Student Mentoring 

I have some interesting problems in Harmonic analysis for LSU undergrads that we can work on together. Shoot me an email if you like to discuss any of this.

Uncertainty Principle: The uncertainty principle, originally formulated in quantum mechanics, also has significant analogs in mathematical analysis, particularly in signal processing and Fourier analysis. In the context of analysis, it states that a function and its Fourier transform cannot both be highly localized or sharply confined at the same time. In simple terms this means,  function and its Fourier transform cannot be simultaneously ”small”. 

This is similar in spirit to Heisenberg's uncertainty principle in quantum mechanics, where position and momentum (akin to time and frequency) cannot both be precisely known simultaneously. There are several versions of the uncertainty principle known to us now. In this context, we can work together some of these projects.
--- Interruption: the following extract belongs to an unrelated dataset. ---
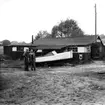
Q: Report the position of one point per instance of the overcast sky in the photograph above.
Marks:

Here I have a list of some topics:

Uncertainty Principle in Fourier Series

• Objective: Investigate how the uncertainty principle applies to Fourier series representations of periodic functions.

• Description:

  • Study how the localization of a function on the interval (spatial or temporal localization) affects the localization of its Fourier coefficients in the frequency domain.

  • Use periodic functions like square waves, sawtooth waves, or trigonometric polynomials, and analyze how their sharpness in the time domain leads to the spread of their Fourier coefficients.

  • Visualize this relationship and discuss the implications for the uncertainty principle in periodic settings.

• Skills: Fourier series, harmonic analysis, Python or MATLAB for visualization.

Paley-Wiener Theorem and Uncertainty Principle

• Objective: Study the Paley-Wiener theorem, which connects the uncertainty principle with analytic functions in harmonic analysis.

• Description:

  • Understand the statement of the Paley-Wiener theorem, which relates the support of a function and its Fourier transform.

  • Investigate how this theorem imposes a restriction on how sharply a function and its Fourier transform can be localized.

  • Apply the theorem to specific examples and functions (such as analytic functions) to see how the uncertainty principle manifests.

  • Explore the consequences of the Paley-Wiener theorem in signal processing and physics.

• Skills: Harmonic analysis, complex analysis, Paley-Wiener theorem.